Türkiye, 9 Ekim’de başlattığı, hem sahada hem masada başarı elde ettiği Barış Pınarı Harekatı’nda finans alanında da mücadele verdi.
Türkiye, finansal alanda spekülatif ataklara maruz kaldı. 10 Ekim Perşembe akşamı başlatılan spekülatif atak yurt dışı kaynaklıydı. Amaçları Türk Lirası’nın değerini düşürmekti.
Spekülatif ataklarla dolar 5 lira 80 kuruştan 5 lira 90 kuruş seviyesine kadar çıkarıldı. Yabancı bazı finans kuruluşları Türk Lirası borçlandı. Kurun daha fazla yükselmesi yönünde kademeli TL satış talimatları verildi. Talimatların toplam TL miktarı SWAP piyasasında o anda olan TL likiditesinin çok üzerindeydi.

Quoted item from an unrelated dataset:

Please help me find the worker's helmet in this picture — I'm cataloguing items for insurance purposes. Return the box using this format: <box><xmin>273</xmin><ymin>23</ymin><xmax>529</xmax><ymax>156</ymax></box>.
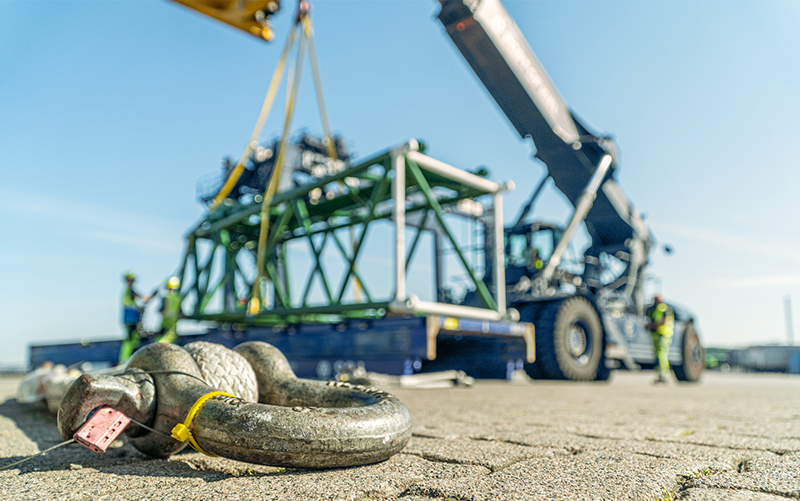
<box><xmin>167</xmin><ymin>277</ymin><xmax>181</xmax><ymax>291</ymax></box>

Türkiye’nin aldığı tedbirler saldırıları boşa çıkardı
Yabancı finans kuruluşları bir kez daha TL’de açığa satış tercih etti ve Türkiye piyasasından döviz aldı. Böylece Türkiye piyasasında döviz talebini artırdı ve kur yükseldi. Buradaki amaç Türk Lirası’ndaki bu düşüşten pay kazanmaktı.
Ancak Ağustos ayındaki saldır sonrası Türkiye, bir dizi finansal tedbir alarak SWAP piyasasına sınırlama getirmişti yani bankaların yurt dışına TL vermesi kısıtlanmıştı. Hem bu tedbir hem de sonrasında atılan adımlar bazı yabancı finans kuruluşlarının çabalarını boşa çıkardı.
Bir gecede 10 milyar dolar zarar ettiler
Yüklü faize dayanamayan bu kuruluşlar, ellerindeki doları bozdurmak zorunda kaldı. 15 Ekim Pazartesi, doları 5 lira 90 kuruş seviyesinin altında bozdurdular. Türk ekonomisini yıpratmak isterken kendileri zarara uğrayarak, bir gecede 10 milyar dolar zarar ettiler. Ekonomik saldırı planları yüzünden toplamda 15 milyar dolar kayıp verdiler.